Automated analysis of Java source code repositories to distinguish the steganographic algorithm

DegreeBachelor / Master
Supervisor(s)Martin Beneš, MSc


Steganography is a technique to hide secret messages inside inconspicuous cover media. There are thousands of open-source implementations of steganography available in source code repositories. Given the ease of forking code repositories, it remains unclear how many genuine approaches to steganography are in these codebases.

The goal of this thesis is to quantitatively explore the diversity of Python implementations of steganography in public repositories using measures of code similarity. Existing methods for measuring code similarity are described and compared. Based on this comparison, a metric for the task is suggested and implemented.

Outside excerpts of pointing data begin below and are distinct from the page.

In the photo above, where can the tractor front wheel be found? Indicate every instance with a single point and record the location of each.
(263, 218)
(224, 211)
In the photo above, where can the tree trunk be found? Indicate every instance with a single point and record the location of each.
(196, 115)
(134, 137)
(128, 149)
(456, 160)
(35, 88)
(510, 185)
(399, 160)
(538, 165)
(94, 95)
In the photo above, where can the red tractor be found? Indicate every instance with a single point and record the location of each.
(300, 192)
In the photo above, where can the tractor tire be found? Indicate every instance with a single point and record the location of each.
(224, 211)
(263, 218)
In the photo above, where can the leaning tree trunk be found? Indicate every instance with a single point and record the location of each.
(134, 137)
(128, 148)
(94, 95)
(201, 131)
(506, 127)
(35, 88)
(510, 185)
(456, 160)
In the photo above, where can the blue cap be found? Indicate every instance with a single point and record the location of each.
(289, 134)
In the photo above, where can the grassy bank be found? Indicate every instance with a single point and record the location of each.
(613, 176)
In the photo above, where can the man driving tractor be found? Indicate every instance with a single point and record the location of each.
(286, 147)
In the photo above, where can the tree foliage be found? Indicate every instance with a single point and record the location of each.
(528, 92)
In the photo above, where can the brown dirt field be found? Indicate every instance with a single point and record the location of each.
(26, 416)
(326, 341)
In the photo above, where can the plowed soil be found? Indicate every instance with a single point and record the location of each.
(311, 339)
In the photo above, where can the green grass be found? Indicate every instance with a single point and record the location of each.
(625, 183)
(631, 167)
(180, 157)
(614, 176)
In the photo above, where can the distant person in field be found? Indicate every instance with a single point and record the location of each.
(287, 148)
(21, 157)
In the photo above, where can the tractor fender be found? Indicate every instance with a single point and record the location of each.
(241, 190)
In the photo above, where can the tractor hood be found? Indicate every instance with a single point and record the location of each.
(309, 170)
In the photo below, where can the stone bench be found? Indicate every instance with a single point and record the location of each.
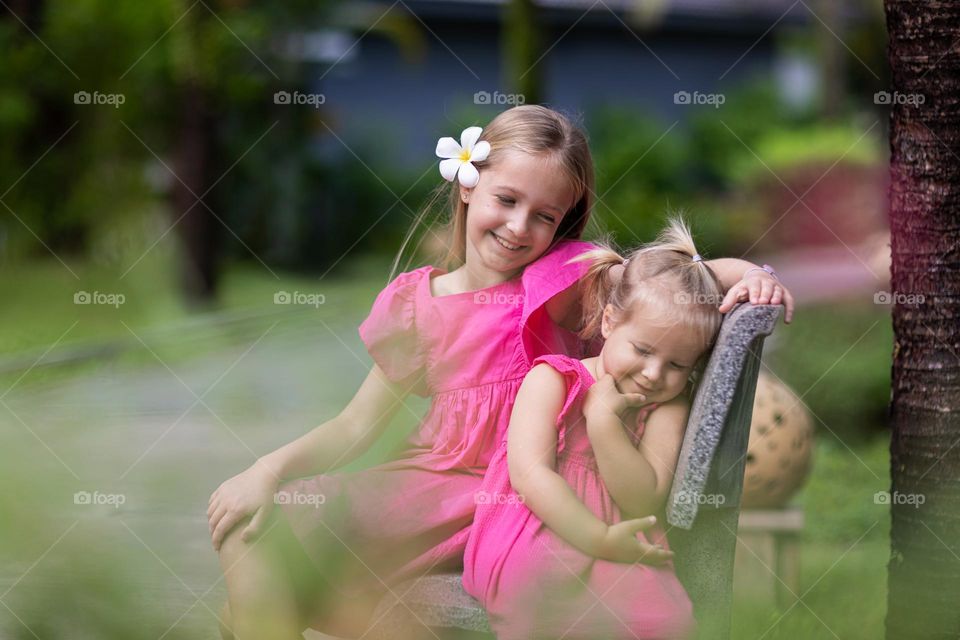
(702, 510)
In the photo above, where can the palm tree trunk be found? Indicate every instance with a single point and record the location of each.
(924, 568)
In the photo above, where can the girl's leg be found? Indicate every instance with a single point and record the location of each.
(226, 623)
(273, 584)
(261, 597)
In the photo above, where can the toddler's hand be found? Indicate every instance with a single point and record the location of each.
(622, 545)
(248, 494)
(759, 287)
(604, 401)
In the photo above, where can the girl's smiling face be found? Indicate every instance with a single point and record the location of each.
(649, 355)
(514, 211)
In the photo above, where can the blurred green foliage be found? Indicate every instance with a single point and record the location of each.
(711, 166)
(837, 358)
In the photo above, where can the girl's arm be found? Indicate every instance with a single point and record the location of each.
(639, 480)
(758, 286)
(531, 459)
(334, 443)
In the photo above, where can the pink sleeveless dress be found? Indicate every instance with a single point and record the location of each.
(469, 351)
(536, 585)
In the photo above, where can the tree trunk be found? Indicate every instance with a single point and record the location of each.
(924, 568)
(522, 50)
(199, 230)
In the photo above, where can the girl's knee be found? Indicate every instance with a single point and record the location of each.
(225, 621)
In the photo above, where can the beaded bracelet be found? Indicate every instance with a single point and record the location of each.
(767, 268)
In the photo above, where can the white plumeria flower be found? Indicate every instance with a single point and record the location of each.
(460, 157)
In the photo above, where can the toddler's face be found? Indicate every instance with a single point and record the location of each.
(514, 210)
(648, 355)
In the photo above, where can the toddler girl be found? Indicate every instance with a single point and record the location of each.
(556, 544)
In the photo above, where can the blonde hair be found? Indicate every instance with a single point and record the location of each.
(662, 275)
(532, 129)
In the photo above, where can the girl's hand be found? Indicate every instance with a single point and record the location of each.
(620, 544)
(248, 494)
(604, 402)
(759, 287)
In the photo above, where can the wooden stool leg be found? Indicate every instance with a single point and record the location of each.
(788, 568)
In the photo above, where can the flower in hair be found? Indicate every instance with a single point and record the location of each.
(460, 157)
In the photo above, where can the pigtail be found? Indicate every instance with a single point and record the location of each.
(597, 285)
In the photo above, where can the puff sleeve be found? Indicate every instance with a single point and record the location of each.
(542, 279)
(390, 331)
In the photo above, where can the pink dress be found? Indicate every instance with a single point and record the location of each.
(536, 585)
(469, 351)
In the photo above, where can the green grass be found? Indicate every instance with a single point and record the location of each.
(845, 542)
(40, 312)
(844, 552)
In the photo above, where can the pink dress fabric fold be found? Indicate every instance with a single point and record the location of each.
(468, 352)
(533, 583)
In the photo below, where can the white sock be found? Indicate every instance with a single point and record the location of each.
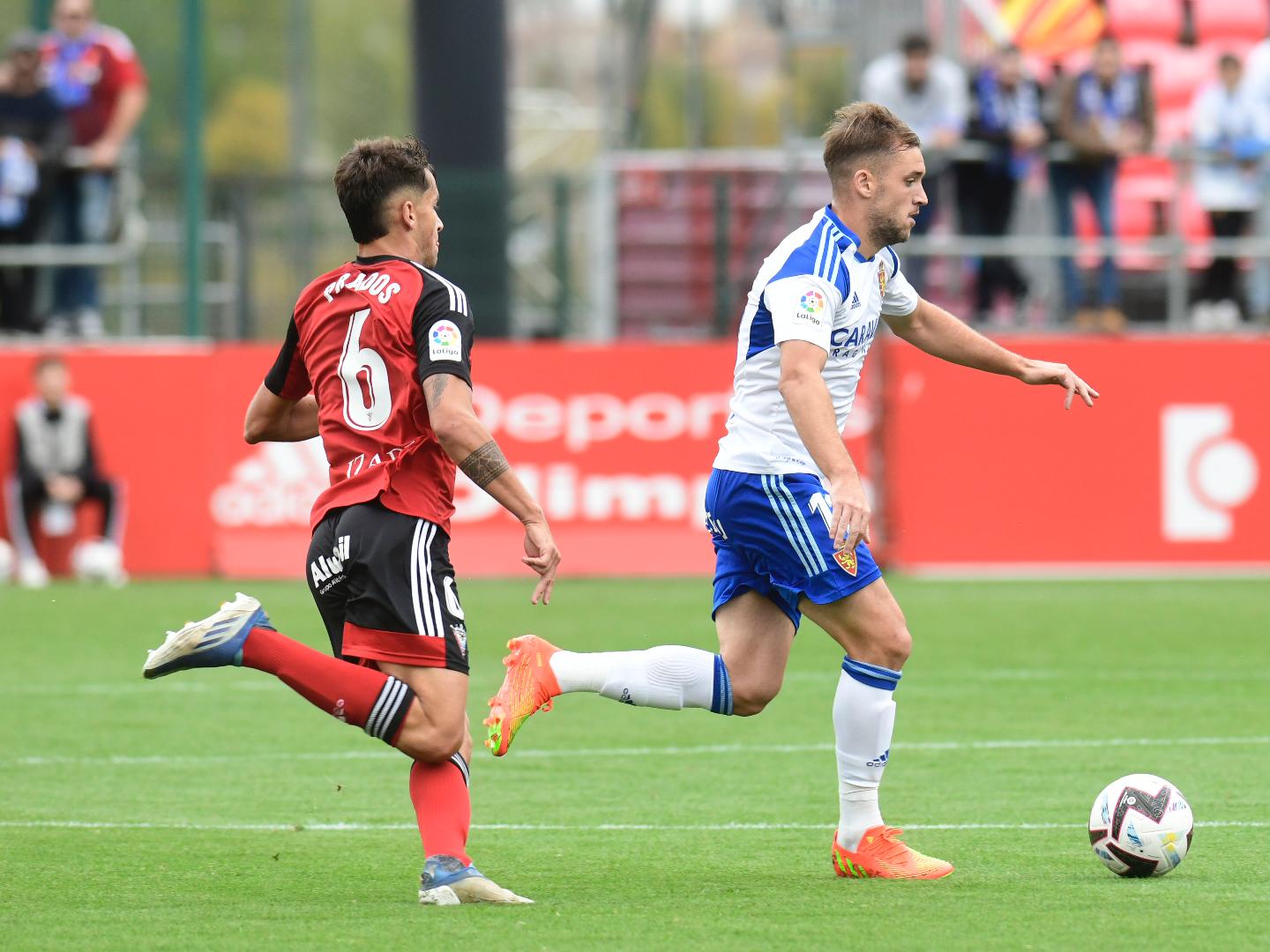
(671, 677)
(863, 716)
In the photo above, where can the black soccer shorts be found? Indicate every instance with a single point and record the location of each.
(385, 588)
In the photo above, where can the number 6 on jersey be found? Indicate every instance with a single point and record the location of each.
(365, 376)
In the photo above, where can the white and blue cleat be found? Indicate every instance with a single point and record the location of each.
(213, 643)
(447, 882)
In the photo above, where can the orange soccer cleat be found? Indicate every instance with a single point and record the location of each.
(882, 854)
(528, 687)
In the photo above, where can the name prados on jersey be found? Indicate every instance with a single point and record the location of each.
(375, 283)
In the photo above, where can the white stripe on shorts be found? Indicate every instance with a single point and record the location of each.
(800, 522)
(798, 546)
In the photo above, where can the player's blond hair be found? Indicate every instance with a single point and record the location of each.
(863, 136)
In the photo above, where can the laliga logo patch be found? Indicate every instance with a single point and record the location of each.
(846, 560)
(444, 342)
(811, 302)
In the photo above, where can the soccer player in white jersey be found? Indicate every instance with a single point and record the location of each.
(785, 505)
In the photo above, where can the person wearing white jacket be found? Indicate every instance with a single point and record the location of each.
(1231, 131)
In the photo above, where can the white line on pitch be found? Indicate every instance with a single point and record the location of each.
(548, 827)
(929, 746)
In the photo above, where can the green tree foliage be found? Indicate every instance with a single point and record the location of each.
(248, 131)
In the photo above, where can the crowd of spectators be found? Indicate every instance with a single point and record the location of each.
(69, 103)
(987, 130)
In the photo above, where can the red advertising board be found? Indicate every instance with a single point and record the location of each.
(615, 441)
(979, 472)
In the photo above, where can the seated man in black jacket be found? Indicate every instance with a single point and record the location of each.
(56, 472)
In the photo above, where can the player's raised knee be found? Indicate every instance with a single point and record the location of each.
(892, 646)
(430, 741)
(751, 697)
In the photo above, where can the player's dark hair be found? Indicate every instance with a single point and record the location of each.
(371, 173)
(863, 135)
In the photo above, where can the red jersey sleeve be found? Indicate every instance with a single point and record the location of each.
(288, 378)
(122, 66)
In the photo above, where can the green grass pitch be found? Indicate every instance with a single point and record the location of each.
(217, 810)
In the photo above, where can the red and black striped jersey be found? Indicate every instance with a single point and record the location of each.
(363, 338)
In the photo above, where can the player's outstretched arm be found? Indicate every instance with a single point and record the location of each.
(272, 419)
(937, 331)
(811, 412)
(464, 437)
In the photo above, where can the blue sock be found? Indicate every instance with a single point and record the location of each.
(721, 700)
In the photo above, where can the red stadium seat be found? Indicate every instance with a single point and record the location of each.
(1229, 19)
(1146, 19)
(1179, 74)
(1147, 178)
(1172, 127)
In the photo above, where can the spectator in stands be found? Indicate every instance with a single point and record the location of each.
(56, 471)
(1006, 117)
(1104, 113)
(929, 93)
(34, 135)
(1231, 130)
(1256, 84)
(95, 75)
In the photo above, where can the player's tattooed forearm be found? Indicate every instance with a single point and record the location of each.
(433, 387)
(485, 465)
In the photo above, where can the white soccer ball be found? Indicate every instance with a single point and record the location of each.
(8, 560)
(1140, 825)
(98, 560)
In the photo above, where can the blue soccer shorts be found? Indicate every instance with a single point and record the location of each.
(771, 536)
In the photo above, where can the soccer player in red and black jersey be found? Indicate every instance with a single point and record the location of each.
(377, 361)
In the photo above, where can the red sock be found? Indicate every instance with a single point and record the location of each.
(442, 807)
(363, 695)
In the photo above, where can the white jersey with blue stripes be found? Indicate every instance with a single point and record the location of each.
(816, 287)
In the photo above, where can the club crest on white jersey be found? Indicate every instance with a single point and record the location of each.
(814, 287)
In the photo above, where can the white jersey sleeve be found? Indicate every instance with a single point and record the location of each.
(898, 297)
(802, 309)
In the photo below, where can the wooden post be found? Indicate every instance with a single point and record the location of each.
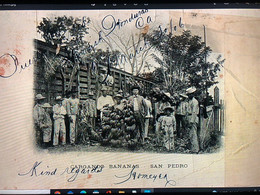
(89, 79)
(216, 108)
(78, 80)
(222, 126)
(120, 81)
(125, 84)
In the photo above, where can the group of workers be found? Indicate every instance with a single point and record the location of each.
(130, 117)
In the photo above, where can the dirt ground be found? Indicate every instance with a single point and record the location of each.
(181, 146)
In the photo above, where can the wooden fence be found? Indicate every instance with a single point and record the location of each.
(213, 125)
(84, 79)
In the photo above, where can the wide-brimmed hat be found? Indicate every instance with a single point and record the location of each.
(102, 69)
(74, 90)
(90, 93)
(183, 95)
(118, 96)
(168, 94)
(168, 108)
(39, 97)
(135, 87)
(104, 88)
(46, 105)
(190, 90)
(58, 98)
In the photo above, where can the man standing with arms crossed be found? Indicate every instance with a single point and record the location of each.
(72, 109)
(59, 113)
(193, 119)
(139, 107)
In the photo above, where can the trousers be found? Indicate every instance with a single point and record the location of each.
(72, 129)
(59, 131)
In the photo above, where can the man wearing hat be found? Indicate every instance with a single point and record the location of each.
(72, 109)
(38, 110)
(139, 107)
(104, 100)
(193, 119)
(118, 102)
(180, 115)
(90, 109)
(59, 124)
(46, 124)
(38, 116)
(165, 128)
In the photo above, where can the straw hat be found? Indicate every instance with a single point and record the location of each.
(118, 96)
(39, 97)
(46, 105)
(168, 108)
(58, 98)
(167, 94)
(183, 95)
(190, 90)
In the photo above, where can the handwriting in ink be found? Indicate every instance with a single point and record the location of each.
(13, 64)
(109, 22)
(75, 171)
(36, 171)
(133, 175)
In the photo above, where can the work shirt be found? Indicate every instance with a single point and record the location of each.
(182, 108)
(46, 120)
(159, 107)
(149, 108)
(58, 111)
(72, 106)
(139, 104)
(90, 108)
(193, 111)
(38, 113)
(102, 101)
(65, 104)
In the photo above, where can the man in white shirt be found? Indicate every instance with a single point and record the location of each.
(104, 100)
(193, 119)
(72, 109)
(148, 116)
(59, 124)
(139, 107)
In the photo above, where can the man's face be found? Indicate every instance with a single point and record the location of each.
(168, 112)
(41, 101)
(135, 91)
(104, 93)
(118, 100)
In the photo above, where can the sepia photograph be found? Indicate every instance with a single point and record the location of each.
(148, 87)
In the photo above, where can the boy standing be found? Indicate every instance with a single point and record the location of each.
(59, 124)
(165, 128)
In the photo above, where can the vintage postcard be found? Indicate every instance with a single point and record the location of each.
(129, 98)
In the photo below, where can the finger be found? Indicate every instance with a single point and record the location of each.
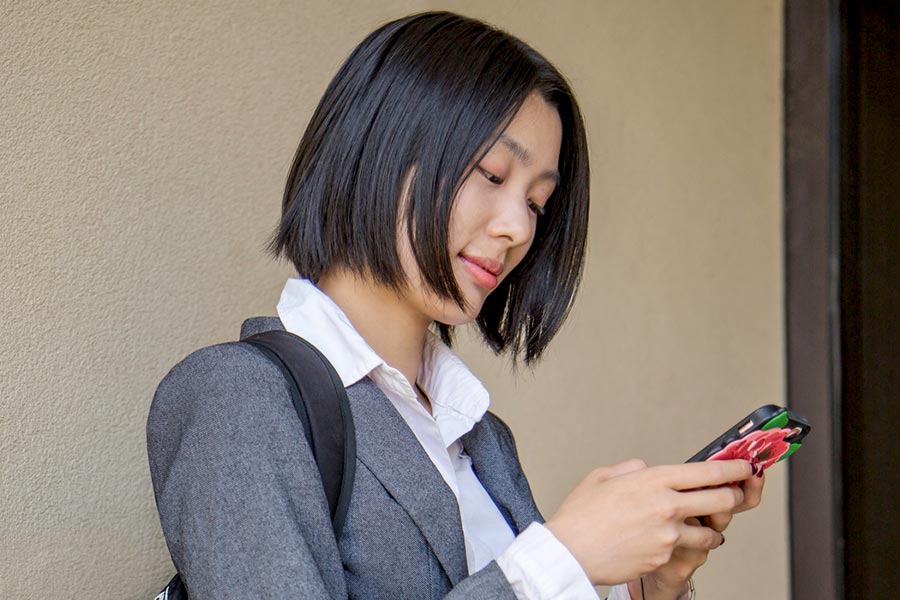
(700, 503)
(690, 476)
(752, 489)
(719, 521)
(622, 468)
(699, 538)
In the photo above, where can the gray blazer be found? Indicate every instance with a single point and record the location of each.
(244, 514)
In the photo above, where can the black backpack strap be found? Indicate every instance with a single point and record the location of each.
(321, 403)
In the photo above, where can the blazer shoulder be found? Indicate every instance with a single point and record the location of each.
(222, 381)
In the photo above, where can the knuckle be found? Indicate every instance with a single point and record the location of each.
(638, 463)
(668, 538)
(659, 559)
(666, 511)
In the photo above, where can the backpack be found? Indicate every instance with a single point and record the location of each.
(324, 411)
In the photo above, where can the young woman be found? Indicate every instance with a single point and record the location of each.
(442, 180)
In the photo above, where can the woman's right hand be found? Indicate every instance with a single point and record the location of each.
(625, 520)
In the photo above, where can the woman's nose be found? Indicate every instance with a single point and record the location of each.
(512, 219)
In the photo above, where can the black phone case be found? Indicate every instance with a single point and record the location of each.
(765, 418)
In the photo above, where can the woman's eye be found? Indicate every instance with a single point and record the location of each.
(491, 177)
(537, 208)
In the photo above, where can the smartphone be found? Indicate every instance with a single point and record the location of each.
(767, 435)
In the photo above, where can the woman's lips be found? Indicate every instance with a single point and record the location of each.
(478, 269)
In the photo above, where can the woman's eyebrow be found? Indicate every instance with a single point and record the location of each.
(521, 153)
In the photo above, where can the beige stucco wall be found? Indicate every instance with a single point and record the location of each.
(144, 146)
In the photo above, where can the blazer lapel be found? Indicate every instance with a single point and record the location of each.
(389, 448)
(501, 476)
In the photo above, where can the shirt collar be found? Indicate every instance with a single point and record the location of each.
(458, 398)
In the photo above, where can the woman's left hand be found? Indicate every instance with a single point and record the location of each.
(669, 581)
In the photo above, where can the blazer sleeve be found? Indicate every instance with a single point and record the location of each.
(240, 501)
(239, 496)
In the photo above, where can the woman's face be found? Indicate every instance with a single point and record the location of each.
(493, 220)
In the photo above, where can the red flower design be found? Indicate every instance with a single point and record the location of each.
(762, 448)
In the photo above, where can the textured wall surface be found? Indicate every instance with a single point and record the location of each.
(144, 150)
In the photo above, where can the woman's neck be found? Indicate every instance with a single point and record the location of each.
(389, 326)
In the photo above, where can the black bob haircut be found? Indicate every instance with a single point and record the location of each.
(426, 96)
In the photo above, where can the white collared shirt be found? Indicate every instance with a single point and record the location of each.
(537, 565)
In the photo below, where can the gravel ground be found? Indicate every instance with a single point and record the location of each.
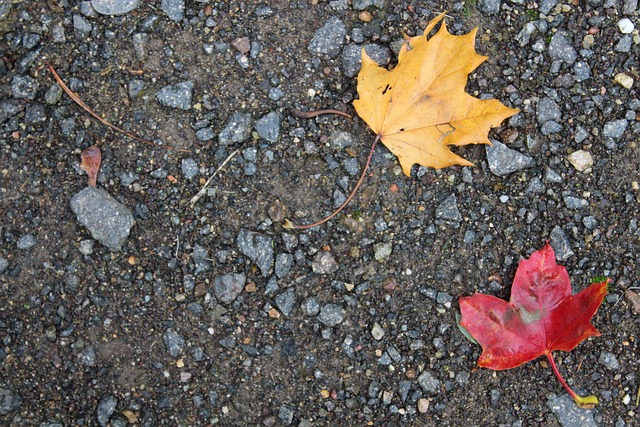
(128, 304)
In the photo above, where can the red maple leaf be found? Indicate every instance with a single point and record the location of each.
(542, 316)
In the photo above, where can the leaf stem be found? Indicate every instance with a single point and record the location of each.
(289, 224)
(587, 402)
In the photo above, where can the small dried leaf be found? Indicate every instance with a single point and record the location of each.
(91, 159)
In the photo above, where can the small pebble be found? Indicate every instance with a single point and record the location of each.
(626, 26)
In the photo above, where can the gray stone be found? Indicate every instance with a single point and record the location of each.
(448, 210)
(286, 300)
(629, 7)
(382, 250)
(106, 408)
(114, 7)
(547, 109)
(140, 41)
(88, 356)
(9, 401)
(284, 262)
(363, 4)
(573, 202)
(22, 87)
(490, 6)
(581, 71)
(609, 360)
(328, 40)
(503, 160)
(258, 247)
(550, 127)
(174, 9)
(228, 287)
(237, 128)
(545, 6)
(173, 342)
(624, 44)
(429, 383)
(340, 139)
(310, 306)
(35, 114)
(201, 259)
(569, 414)
(205, 134)
(614, 129)
(9, 109)
(352, 57)
(268, 126)
(324, 263)
(81, 26)
(285, 414)
(189, 168)
(332, 315)
(560, 48)
(26, 242)
(176, 96)
(560, 244)
(108, 221)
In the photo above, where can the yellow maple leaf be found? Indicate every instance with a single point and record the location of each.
(420, 107)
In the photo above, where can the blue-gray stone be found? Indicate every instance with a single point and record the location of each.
(624, 45)
(547, 110)
(81, 26)
(189, 168)
(173, 342)
(174, 9)
(490, 6)
(550, 127)
(26, 242)
(615, 128)
(284, 262)
(268, 126)
(9, 401)
(285, 414)
(546, 6)
(228, 287)
(205, 134)
(114, 7)
(201, 259)
(560, 48)
(573, 202)
(237, 129)
(108, 221)
(135, 86)
(328, 40)
(560, 244)
(88, 356)
(324, 263)
(35, 114)
(429, 383)
(286, 300)
(176, 96)
(352, 57)
(22, 87)
(258, 247)
(331, 315)
(569, 414)
(310, 306)
(609, 360)
(503, 160)
(106, 408)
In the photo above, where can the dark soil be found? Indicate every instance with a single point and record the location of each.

The metric is validated on a dataset acquired from public source code repositories by automated crawling. The results should be visualized using distance and available meta information (e.g., time, fork origin). Python scripts performing processing operations other than steganography on similar media could be included in the study as a reference. Statistical methods could be applied to cluster very similar instances, allowing us to estimate the number of genuine approaches.


  • Kuhn, A., Ducasse, S., and Gı̂rba Tudor. Semantic Clustering: Identifying Topics in Source Code. Information and Software Technology, 49, 3 (2007), 230–243.
  • Ragkhitwetsagul, C., Krinke, J., and Clark, D. A Comparison of Code Similarity Analysers. Empirical Software Engineering, 23, 4 (2018), 2464–2519.